By Tina Lahti

“Do you have a good local Pilsner?” I was having a drink with a business friend. He’s a laidback guy who lives in a suburban development, genuinely enjoys Applebee’s 2 for $9.99 special and buys his fashion at Kohl’s. Two years ago, he would have ordered a Coors Light. People who used to get excited about the opening of a Chipotle are now talking about a new independent bakery, coffee shop or pizza place. The desire for something unique and local, something you can’t get anywhere else, has hit mainstream America. This isn’t something new. It’s a return to something old.

I live in an urban neighborhood that time forgot. The buildings that housed the butcher shop, bakery and shoe store 50-plus years ago still hold these same businesses. A generation or two ago, when many left the city for new developments with more square footage and bigger yards, people in my neighborhood just stayed. They finished their basements and sent their kids to the park. Now the children and grandchildren of the people who left the city are moving in. They have a high appreciation for local businesses, perhaps because they grew up largely without them.
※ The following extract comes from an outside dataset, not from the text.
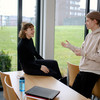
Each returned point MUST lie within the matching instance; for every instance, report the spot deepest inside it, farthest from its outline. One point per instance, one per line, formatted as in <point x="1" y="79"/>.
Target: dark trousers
<point x="52" y="65"/>
<point x="85" y="82"/>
Some consumer trend analysts would say a return to local goods and services is inevitable; that mass consolidation leads to homogenization of product and experience, and consumers won’t accept that for very long. Eventually, we all want something new, we all need to express our individuality. In many ways, the same technologies that some expected to kill local small businesses, are now leading to their resurgence. Anything you can buy from a giant mass merchant you can buy online at Amazon, often for less money, delivered to your door. But local businesses allow you to discover something new. And anyone can now find a good local business online. Your friends will post photos of the specialty item on Facebook, Instagram or Snapchat. Yelp, Google or Trip Advisor will give you instant access to business reviews. Apple Maps, Google Maps or Waze will navigate you to that local business, so you can get there easily, even when you don’t know the neighborhood.

For those of us who supply other businesses in a complex industry like ophthalmic optics, the world has changed as well. Our industry has also seen mass consolidation, and from that, a homogenization of products at the consumer level. We know our goods and services must allow our partners to really set themselves apart so their customers can do the same. If you want to be one of the businesses that succeeds in this new world, choose your supplier partners carefully. They are the key to providing your customers with unique products and experiences to talk about online.